Evidente que a gente tem menos oportunidade de errar, mas é possível que a gente, mesmo com limitação de investimento, consiga dar bons tiros e certos. Jogadores de baixíssimo custo são cobiçados.
O ideal é aliar essa capacidade de selecionar melhor com uma capacidade financeira que permita brigar pelo topo. A gente quer não ter nenhum voo de galinha, em que consegue um resultado, mas não o sustenta. Isso vem com tempo e boa gestão.
O Flamengo, neste caso, não é um exemplo. É um clube que gasta muito e não tem o retorno esperado.
O importante é ter um time forte que vai dar certeza de postular sempre de forma inequívoca os títulos que disputar. Vitória ou não é sempre por detalhe, uma coisa que pode ocorrer. O papel que um clube bem administrado tem que ter é garantir um time forte.
No próximo ano, o pagamento das cotas de televisão será diferente. Como o Vasco se planejou para isso?
O valor é dividido em três parcelas: 40% igualitário, 30% de audiência e 30% de acordo com a colocação no Brasileiro. A audiência só será paga a partir de maio, em oito parcelas, em vez das 12 de antigamente. Isso criou um problema. Os outros 30%, de premiação, você só vai conhecer no final do campeonato.
Para amenizar isso, a parte igualitária, que seria paga em 12 parcelas, terá 75% do valor pagos no primeiro semestre.
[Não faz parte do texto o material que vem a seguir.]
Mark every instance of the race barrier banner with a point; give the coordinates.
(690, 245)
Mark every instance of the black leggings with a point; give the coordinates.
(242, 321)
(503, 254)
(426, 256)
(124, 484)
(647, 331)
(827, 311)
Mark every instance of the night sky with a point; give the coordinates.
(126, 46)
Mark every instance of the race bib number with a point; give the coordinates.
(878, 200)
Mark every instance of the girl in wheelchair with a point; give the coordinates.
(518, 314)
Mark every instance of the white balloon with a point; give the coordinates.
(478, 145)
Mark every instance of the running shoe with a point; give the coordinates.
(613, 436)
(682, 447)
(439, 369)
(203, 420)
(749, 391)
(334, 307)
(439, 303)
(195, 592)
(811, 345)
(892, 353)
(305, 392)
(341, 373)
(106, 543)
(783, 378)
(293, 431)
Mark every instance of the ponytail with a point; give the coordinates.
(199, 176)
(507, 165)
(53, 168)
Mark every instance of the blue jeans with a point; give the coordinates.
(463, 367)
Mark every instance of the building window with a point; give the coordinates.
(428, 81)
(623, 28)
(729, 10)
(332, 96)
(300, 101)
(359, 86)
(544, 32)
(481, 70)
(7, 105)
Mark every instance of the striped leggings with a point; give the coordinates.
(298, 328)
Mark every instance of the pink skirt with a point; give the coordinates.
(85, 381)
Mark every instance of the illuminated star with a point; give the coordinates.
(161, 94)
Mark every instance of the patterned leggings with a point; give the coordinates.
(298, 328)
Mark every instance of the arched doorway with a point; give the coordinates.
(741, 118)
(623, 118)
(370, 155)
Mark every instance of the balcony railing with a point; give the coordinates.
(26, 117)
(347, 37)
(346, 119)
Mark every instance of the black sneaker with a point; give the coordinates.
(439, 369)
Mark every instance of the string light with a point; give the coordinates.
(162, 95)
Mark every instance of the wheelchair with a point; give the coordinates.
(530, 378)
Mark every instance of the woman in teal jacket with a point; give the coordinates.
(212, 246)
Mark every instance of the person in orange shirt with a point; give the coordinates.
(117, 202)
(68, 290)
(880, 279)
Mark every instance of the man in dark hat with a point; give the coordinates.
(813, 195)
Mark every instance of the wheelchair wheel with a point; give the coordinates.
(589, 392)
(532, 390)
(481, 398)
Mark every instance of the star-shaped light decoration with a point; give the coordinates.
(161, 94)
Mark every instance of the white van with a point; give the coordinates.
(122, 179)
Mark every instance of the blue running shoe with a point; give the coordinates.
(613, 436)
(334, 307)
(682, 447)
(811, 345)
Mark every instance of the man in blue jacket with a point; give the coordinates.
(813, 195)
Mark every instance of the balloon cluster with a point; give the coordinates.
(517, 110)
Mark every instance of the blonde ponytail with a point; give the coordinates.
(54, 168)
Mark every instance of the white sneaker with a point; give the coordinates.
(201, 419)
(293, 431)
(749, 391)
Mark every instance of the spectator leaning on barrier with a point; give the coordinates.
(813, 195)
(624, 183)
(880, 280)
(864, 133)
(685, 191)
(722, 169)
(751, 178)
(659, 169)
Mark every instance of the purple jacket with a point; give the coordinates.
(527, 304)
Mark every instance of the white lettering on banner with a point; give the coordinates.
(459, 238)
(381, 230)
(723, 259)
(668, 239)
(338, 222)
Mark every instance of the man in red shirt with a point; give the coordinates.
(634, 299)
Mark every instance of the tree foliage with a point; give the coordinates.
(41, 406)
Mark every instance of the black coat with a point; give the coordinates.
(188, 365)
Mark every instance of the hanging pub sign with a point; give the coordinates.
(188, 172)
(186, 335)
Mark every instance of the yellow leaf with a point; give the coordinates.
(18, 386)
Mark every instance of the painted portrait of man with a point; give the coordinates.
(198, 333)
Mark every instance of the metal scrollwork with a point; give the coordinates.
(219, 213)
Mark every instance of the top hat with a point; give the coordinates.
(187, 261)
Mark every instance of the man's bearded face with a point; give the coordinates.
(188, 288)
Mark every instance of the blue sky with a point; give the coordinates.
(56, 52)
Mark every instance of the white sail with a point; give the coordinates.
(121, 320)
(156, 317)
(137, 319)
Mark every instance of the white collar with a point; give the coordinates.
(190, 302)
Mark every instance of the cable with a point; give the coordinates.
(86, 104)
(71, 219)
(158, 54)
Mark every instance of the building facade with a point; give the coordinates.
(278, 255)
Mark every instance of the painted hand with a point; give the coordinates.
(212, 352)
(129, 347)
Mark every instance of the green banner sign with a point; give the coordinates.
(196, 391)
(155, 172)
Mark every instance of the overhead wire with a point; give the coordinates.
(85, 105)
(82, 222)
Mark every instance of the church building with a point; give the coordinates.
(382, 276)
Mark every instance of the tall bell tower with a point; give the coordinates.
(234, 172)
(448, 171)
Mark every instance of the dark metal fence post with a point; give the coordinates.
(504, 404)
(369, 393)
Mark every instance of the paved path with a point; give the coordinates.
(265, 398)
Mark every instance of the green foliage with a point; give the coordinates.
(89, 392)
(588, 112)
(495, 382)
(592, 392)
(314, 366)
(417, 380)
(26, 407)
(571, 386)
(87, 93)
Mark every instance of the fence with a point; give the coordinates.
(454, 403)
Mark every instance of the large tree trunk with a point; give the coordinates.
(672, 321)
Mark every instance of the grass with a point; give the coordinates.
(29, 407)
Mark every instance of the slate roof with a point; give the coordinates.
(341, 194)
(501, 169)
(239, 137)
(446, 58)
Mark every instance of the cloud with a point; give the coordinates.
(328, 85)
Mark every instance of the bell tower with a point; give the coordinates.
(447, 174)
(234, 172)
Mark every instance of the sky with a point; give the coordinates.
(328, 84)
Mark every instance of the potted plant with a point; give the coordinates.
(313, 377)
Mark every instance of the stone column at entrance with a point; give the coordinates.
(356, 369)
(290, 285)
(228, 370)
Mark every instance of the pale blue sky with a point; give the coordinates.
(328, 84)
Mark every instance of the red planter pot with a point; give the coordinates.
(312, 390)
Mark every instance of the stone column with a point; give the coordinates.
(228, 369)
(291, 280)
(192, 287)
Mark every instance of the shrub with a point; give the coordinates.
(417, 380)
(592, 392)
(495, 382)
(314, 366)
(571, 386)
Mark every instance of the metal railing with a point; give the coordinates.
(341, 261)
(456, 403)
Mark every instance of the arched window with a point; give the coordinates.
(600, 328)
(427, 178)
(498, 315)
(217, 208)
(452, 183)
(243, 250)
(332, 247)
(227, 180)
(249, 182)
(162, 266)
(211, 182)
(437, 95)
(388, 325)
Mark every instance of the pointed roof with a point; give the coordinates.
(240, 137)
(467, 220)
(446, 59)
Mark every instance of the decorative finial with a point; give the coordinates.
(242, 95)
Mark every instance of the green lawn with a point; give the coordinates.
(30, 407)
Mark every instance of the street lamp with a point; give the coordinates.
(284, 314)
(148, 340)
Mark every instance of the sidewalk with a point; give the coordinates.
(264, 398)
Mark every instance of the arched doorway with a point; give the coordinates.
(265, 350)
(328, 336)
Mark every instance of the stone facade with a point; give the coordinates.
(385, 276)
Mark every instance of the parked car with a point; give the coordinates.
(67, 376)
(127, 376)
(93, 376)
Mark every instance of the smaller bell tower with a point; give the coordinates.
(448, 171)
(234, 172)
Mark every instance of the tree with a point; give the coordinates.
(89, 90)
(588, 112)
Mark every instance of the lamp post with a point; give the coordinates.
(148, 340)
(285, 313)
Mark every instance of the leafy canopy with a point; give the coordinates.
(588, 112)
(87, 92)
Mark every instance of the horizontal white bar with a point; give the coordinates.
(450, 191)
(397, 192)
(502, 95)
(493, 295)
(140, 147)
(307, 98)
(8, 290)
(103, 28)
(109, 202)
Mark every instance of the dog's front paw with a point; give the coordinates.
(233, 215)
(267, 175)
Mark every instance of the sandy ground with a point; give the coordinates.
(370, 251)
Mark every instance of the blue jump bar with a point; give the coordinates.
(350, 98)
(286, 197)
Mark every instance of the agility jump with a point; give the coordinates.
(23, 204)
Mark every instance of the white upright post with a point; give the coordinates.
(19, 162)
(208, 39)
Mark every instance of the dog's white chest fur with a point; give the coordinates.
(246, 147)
A preparação tem que começar em dois anos, mas isso não foi feito. Fizemos alguns cálculos e tentamos trabalhar algo que amenize isso nos primeiros três meses do ano. Solução, mesmo, não tem. Mas temos alguns planos para conseguir equacionar.
No orçamento, está estipulado o valor de R$ 120 milhões de cotas de televisão. Isso é um teto do que o Vasco pode receber ou algo certo?
É variável. Depende da quantidade de partidas em 2019, do percentual de vendas do pay-per-view, colocação do campeonato. O que fizemos foi preparar uma planilha de muitos cenários que podem ocorrer.
Estabelecemos premissas conservadoras – este número é relativamente conservador. Estimamos, por exemplo, o Vasco em 10º lugar no Brasileirão. A partir daí, a cada posição que sobe, aumenta muito quanto você recebe.